Perspective
It is a tribute to my church choir that we go out for martinis after rehearsal every week. We are not simply a group of disconnected people who happen to sing; we genuinely enjoy each other's company, and that connection is often reflected in the unity of our performance.
Something is different today, though. We went to what has become our customary destination, the latest happening bar in Colorado Springs. But, upon entering, I felt incredibly out of place. It wasn't that I was underdressed or otherwise physically disjunct. On the contrary: I am looking mighty good today. Rather, I was struck by a feeling of overarching repulsion. Every last person in the bar was somehow detestable to me, and I suddenly felt like a boy watching ants carry bits of vegetation across his path. It was as though I was on a higher level, like I didn't even belong to the same species as the other drinkers.
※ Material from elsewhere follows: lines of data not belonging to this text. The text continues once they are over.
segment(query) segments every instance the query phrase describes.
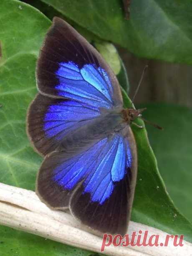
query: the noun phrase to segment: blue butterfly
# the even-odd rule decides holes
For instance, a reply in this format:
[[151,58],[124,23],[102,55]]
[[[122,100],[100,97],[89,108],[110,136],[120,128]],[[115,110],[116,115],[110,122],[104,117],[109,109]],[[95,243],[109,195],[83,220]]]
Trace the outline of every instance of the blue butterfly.
[[130,123],[141,111],[124,109],[119,85],[96,50],[55,17],[38,60],[39,93],[28,133],[44,157],[36,193],[53,209],[69,208],[93,230],[124,234],[137,172]]

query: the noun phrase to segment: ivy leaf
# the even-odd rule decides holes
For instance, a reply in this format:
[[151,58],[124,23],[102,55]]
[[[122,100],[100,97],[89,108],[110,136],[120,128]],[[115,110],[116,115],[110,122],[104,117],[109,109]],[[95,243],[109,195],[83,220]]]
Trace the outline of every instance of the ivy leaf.
[[41,1],[139,57],[192,63],[189,54],[192,51],[192,5],[189,0],[134,0],[129,20],[124,18],[122,0]]
[[164,127],[159,132],[147,126],[161,174],[175,205],[192,223],[192,110],[165,104],[147,106],[145,117]]
[[[42,159],[30,145],[25,120],[28,106],[37,92],[35,62],[51,23],[39,11],[19,1],[2,0],[0,5],[2,48],[0,182],[34,190],[36,174]],[[130,106],[127,96],[124,92],[123,94],[125,106]],[[133,129],[138,148],[139,173],[132,220],[171,233],[183,233],[185,239],[192,241],[192,225],[175,209],[167,194],[145,129],[134,127]],[[9,232],[8,236],[6,232]],[[4,237],[3,246],[11,244],[10,248],[14,251],[23,255],[26,254],[28,244],[33,248],[28,253],[31,255],[37,252],[39,255],[43,255],[46,251],[48,255],[60,256],[63,251],[70,255],[72,249],[70,246],[32,235],[20,235],[20,231],[4,227],[0,227],[0,233],[1,237]],[[11,237],[11,241],[9,240]],[[42,248],[44,248],[43,251]],[[3,251],[4,255],[10,255],[8,248],[6,250]],[[84,250],[78,251],[86,256],[89,253]]]

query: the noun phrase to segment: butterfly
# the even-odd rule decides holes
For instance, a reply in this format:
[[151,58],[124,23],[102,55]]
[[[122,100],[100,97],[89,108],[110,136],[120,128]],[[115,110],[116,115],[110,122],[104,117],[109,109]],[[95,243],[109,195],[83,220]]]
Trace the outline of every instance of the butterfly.
[[96,50],[55,17],[37,61],[38,93],[28,134],[44,157],[36,192],[93,231],[125,234],[137,173],[130,123],[141,110],[124,109],[118,81]]

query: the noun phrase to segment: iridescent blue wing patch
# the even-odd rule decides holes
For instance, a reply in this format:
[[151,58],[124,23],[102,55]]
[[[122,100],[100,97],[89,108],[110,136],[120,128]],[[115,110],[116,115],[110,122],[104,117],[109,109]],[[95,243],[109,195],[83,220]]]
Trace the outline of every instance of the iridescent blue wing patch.
[[96,140],[78,153],[55,152],[45,157],[37,188],[43,201],[57,209],[69,205],[72,213],[93,229],[126,233],[136,165],[129,129],[125,135]]
[[36,80],[40,94],[29,108],[27,129],[36,150],[44,155],[99,115],[100,108],[122,106],[119,86],[109,66],[59,18],[53,19],[41,48]]
[[95,49],[72,27],[53,19],[37,66],[40,92],[97,106],[122,106],[116,78]]
[[38,94],[28,117],[28,132],[39,152],[46,155],[57,149],[73,131],[100,115],[98,108],[68,99]]

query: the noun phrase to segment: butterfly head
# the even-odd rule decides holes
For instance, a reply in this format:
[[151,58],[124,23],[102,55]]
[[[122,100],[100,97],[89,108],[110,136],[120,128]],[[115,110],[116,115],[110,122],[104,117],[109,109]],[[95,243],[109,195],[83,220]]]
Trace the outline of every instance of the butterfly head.
[[142,116],[141,113],[146,109],[146,108],[135,109],[132,108],[128,108],[123,109],[121,113],[125,121],[130,123],[135,120],[137,117]]

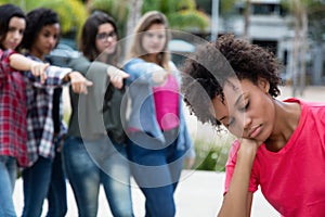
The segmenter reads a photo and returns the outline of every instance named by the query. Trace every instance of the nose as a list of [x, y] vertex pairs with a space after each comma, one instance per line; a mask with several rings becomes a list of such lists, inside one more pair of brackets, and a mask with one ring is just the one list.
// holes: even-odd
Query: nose
[[23, 34], [21, 34], [18, 30], [15, 30], [14, 34], [13, 34], [13, 37], [16, 39], [16, 40], [20, 40], [23, 38]]
[[251, 117], [247, 113], [242, 115], [244, 130], [249, 130], [249, 128], [251, 127]]
[[49, 37], [49, 42], [51, 43], [51, 46], [55, 46], [56, 44], [57, 39], [55, 37]]

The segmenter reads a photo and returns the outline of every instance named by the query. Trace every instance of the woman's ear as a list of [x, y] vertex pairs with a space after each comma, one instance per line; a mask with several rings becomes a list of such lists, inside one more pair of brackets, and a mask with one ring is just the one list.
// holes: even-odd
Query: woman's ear
[[258, 78], [258, 87], [265, 93], [269, 93], [270, 90], [270, 82], [265, 78], [259, 77]]

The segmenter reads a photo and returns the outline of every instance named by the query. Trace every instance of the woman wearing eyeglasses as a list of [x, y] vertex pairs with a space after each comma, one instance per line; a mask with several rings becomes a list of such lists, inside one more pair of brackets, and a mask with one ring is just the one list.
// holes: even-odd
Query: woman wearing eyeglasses
[[80, 217], [98, 215], [101, 184], [114, 216], [133, 216], [121, 122], [125, 113], [120, 106], [128, 74], [112, 66], [118, 62], [117, 39], [115, 21], [103, 12], [95, 12], [82, 27], [80, 51], [83, 56], [69, 63], [69, 67], [93, 81], [87, 95], [70, 91], [73, 112], [63, 146], [66, 175]]

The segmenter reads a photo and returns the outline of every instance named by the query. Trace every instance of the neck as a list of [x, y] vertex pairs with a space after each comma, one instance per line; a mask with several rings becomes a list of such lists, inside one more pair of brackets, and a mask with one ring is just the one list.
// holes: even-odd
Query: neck
[[272, 135], [264, 142], [268, 150], [277, 152], [286, 145], [296, 130], [301, 114], [298, 103], [287, 103], [274, 100], [275, 119]]

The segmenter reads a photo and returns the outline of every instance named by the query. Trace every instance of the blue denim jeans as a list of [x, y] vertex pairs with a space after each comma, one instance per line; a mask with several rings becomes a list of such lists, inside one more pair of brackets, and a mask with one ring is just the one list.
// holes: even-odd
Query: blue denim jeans
[[129, 135], [127, 148], [131, 171], [145, 196], [146, 217], [176, 215], [173, 193], [183, 168], [185, 151], [177, 149], [177, 130], [164, 133], [165, 144], [153, 138], [148, 140], [145, 132]]
[[101, 183], [112, 214], [133, 216], [130, 169], [123, 144], [112, 144], [107, 137], [84, 142], [81, 138], [68, 137], [63, 155], [80, 217], [96, 216]]
[[39, 156], [37, 162], [23, 170], [23, 217], [38, 217], [42, 213], [52, 171], [52, 159]]
[[0, 155], [0, 216], [16, 216], [12, 193], [16, 181], [17, 162]]
[[62, 154], [57, 151], [61, 139], [55, 141], [55, 157], [52, 165], [51, 182], [48, 192], [48, 217], [64, 217], [67, 212], [66, 179], [63, 170]]

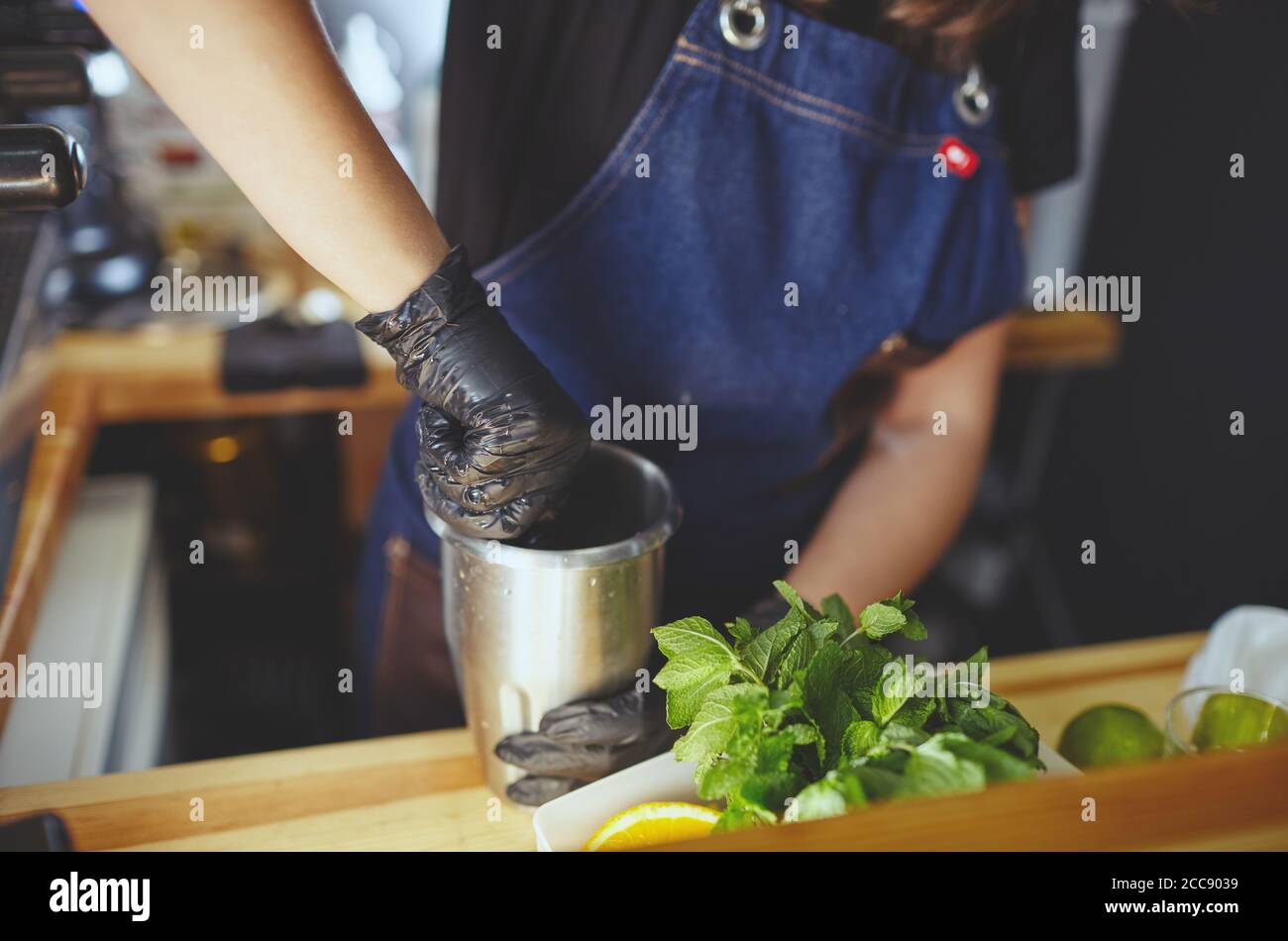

I exited quickly, and chided myself for such arrogance. How could I feel superior to anybody, let alone everybody, in a room? Who exactly did I think I was? And it wasn't even a mental judgment; I was viscerally detached from the entire scene, and felt like I wasn't even physically present. I simply could not bring myself to go back into the bar. The very thought of it created a wave of nausea.
On the way home, I wondered whether it was due to my natural haughtiness that I felt, for a moment, like I was on a higher plane. As I exited the vehicle, I was immediately on the other side of the equation. Four bodies were observing me from a knife-sharp sky in much the same detached way that I had been observing my peers earlier. Taurus, Auriga, Orion, and Gemini huddled around each other, glanced at me condescendingly, and said to themselves, "Were we ever that small?"